Pourquoi la Maison Blanche garde le silence sur la perquisition du FBI à Mar-a-Lago

Dans les jours qui ont suivi la perquisition du FBI à Mar-a-Lago, le club privé et domicile de l’ancien président Donald J. Trump en Floride, la Maison Blanche s’est fait un devoir de rester silencieuse.

Le président Biden n’a pas été prévenu de la perquisition lundi, a déclaré cette semaine Karine Jean-Pierre, l’attachée de presse de la Maison Blanche. Et un responsable de la Maison Blanche a déclaré que M. Biden n’avait pas été informé que le procureur général Merrick B. Garland parlerait aux journalistes jeudi, lorsqu’il a annoncé que le ministère de la Justice s’apprêtait à desceller le mandat de perquisition.

L’approche de la Maison Blanche fait partie d’un effort concerté pour s’assurer que l’opération d’application de la loi n’est pas considérée comme partisane.

M. Biden a promis lors de sa campagne présidentielle de restaurer l’indépendance du ministère de la Justice, que M. Trump a tenté d’armer à des fins politiques. L’équipe de M. Biden est également consciente qu’un avis sur la recherche du FBI alimenterait très probablement les accusations des alliés de M. Trump selon lesquelles le président utilisait le ministère de la Justice pour affaiblir un adversaire probable à l’élection présidentielle de 2024.

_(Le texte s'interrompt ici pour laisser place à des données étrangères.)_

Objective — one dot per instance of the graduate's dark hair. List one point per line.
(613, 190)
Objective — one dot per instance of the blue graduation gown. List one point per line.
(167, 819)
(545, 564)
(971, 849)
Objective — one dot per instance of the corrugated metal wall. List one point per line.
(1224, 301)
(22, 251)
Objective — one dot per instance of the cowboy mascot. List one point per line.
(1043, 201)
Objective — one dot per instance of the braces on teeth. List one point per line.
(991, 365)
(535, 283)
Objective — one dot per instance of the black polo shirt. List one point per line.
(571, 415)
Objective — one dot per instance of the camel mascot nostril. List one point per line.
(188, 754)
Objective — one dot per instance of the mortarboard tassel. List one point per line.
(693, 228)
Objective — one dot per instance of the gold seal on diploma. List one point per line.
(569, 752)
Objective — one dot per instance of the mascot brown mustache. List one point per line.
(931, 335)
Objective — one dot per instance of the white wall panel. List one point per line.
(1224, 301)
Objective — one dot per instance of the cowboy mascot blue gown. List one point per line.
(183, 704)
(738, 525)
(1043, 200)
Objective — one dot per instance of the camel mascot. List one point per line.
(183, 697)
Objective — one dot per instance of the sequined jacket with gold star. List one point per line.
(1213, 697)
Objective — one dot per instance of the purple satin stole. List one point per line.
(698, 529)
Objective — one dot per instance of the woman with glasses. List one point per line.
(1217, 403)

“Le président Biden a été très clair dès avant son élection à la présidence et tout au long de son mandat que le ministère de la Justice mène ses enquêtes de manière indépendante”, a déclaré Mme Jean-Pierre cette semaine. “Il croit en l’état de droit.”

Pourtant, les meilleurs républicains et les conservateurs de premier plan ont tenté d’attaquer les responsables fédéraux de l’application des lois comme étant partiaux contre l’ancien président. Un certain nombre de républicains de la Chambre, dont le représentant Kevin McCarthy de Californie, le chef de la minorité, se sont précipités pour présenter la recherche comme politiquement motivée. M. Trump a également déclaré que la perquisition faisait partie d’une “chasse aux sorcières”.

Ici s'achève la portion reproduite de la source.